一方、デパ地下の食品売り場は精肉、鮮魚、野菜などの生鮮三品が、産直品やブランド品、高級指向や健康指向などの特色を持った品揃えで、購買力を煽っている。  そして阪急が昨年3月、博多駅ターミナルに初進出してからは、従来福岡には無かった全国ブランドのスイーツ人気店が出店、菓子業界も競争が激しくなってきた。

今では市内のデパートを一巡すれば、全国的に有名な菓子はほとんど購入出来ると言ってもいいだろう。また最近はコンビニもスイーツに力を入れており、新商品も相次いで開発されている。コンビニスイーツはまず価格が安い。そして少量ずつ1コからでも買えるところが良い。自宅で食べるには手頃な値段と量で、よく売れているようだ。
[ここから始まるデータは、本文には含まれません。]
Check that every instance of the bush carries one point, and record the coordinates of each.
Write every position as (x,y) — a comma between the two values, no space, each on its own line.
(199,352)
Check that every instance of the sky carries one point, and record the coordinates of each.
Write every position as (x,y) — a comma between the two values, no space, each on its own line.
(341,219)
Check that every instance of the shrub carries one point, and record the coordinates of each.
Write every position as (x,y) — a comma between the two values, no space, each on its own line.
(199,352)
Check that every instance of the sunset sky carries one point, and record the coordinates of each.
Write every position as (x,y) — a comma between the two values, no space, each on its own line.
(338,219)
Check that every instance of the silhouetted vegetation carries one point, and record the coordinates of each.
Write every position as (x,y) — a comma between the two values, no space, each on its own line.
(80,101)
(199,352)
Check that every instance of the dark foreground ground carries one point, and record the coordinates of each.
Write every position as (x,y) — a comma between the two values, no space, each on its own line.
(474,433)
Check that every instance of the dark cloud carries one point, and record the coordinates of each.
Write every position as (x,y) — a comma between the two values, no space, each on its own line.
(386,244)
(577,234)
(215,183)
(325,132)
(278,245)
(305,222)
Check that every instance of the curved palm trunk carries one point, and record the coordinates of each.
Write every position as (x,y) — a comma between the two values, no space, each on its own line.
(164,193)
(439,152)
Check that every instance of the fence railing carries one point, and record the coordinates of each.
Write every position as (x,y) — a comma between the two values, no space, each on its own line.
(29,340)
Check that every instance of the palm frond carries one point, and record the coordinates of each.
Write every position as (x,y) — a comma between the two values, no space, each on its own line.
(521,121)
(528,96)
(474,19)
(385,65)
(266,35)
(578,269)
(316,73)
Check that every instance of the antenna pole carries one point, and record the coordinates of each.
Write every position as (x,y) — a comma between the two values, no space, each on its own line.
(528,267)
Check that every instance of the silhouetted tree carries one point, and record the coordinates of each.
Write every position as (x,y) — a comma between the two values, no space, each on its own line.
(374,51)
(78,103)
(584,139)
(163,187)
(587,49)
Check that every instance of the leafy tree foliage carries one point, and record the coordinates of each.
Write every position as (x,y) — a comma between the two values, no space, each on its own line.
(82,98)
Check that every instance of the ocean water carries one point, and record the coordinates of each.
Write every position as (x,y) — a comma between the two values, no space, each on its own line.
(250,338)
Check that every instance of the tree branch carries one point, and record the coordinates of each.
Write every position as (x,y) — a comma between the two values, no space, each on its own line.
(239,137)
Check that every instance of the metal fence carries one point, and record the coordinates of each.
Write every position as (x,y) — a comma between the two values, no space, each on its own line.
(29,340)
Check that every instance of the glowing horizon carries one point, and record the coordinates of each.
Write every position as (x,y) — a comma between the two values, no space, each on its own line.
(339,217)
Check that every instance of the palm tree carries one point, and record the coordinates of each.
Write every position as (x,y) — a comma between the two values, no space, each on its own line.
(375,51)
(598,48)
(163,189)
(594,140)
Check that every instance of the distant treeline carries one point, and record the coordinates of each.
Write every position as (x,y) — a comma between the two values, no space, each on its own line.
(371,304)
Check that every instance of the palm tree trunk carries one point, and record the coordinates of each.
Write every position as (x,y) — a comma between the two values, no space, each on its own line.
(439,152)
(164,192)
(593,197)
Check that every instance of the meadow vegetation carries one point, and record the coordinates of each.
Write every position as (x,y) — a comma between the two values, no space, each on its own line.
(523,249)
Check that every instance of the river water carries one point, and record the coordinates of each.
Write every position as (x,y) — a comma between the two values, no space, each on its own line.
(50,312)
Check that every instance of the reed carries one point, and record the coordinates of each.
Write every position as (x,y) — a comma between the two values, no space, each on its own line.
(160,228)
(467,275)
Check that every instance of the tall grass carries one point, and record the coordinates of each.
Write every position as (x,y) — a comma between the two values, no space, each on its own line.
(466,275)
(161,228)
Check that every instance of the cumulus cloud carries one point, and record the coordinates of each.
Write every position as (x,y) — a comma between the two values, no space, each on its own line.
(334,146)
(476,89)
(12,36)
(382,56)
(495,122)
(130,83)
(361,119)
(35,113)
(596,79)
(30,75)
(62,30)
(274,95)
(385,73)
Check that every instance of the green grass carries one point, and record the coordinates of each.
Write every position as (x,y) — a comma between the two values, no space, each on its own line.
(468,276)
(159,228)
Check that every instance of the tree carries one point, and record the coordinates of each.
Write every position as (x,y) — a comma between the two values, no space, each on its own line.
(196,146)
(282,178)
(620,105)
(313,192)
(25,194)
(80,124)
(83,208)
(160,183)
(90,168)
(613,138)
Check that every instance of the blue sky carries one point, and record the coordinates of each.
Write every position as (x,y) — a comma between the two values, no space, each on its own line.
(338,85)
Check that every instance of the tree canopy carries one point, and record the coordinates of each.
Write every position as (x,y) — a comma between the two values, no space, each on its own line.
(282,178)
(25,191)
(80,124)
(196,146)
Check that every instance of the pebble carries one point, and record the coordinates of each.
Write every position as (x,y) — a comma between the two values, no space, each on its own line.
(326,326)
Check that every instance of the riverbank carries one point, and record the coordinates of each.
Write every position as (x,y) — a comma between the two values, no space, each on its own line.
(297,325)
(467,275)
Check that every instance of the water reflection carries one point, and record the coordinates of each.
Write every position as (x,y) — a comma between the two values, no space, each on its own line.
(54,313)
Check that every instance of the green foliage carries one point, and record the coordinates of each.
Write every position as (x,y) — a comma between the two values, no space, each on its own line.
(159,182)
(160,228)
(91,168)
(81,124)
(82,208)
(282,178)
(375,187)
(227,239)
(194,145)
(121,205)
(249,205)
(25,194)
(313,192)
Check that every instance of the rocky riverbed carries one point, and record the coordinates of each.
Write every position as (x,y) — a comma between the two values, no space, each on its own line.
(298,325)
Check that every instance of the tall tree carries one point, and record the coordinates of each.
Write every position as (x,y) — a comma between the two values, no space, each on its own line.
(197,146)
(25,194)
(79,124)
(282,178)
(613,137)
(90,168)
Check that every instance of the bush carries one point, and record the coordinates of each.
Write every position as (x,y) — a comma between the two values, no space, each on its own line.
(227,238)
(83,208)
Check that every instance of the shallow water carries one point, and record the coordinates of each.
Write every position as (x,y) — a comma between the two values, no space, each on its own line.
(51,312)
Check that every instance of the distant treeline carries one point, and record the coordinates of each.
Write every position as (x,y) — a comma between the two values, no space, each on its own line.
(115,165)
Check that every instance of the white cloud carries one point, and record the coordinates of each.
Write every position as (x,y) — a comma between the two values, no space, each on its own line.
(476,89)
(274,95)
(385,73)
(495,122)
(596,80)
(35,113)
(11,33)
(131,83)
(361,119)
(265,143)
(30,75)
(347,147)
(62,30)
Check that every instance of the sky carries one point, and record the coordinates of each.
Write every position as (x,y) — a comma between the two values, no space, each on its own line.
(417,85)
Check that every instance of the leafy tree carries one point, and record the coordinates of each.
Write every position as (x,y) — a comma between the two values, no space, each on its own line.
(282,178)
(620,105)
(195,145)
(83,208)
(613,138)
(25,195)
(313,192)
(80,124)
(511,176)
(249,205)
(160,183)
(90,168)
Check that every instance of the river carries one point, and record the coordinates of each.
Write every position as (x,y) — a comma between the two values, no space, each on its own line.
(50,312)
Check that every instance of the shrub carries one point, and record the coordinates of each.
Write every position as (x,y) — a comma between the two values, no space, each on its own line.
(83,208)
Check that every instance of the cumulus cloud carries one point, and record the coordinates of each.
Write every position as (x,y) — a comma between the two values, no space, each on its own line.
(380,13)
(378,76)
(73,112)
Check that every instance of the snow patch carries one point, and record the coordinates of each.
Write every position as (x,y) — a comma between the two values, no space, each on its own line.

ところが地元福岡で銘菓と呼ばれている老舗菓子舗は、どこも苦しい戦いを強いられているのが現状だ。

企業などが得意先への挨拶回りで手土産として購入していた菓子も、美味しいと評判の高いスイーツや、商品が小分けされた実利的なものに変化しており、有名菓子舗の包み紙や紙袋も影を潜めている。駅や空港で販売されている博多土産の菓子類はまだ健在だが、高級和菓子を中心にした店舗は、デパートからの撤退を真剣に考え始めてきたようだ。

デパートに出店して、売り場面積や売上高に比例した賃料を要求されるのは仕方ないにしても、その他にカード利用客の手数料や協賛広告費など、デパートが催事を行えば様々な名目で負担金を強要され、売上は伸びたとしても手元に残る金は僅かでしかないからだ。

デパートの魅力も最近は薄れつつあり、いつの日にかスイーツ売り場から和菓子が消える時が来るのかもしれない。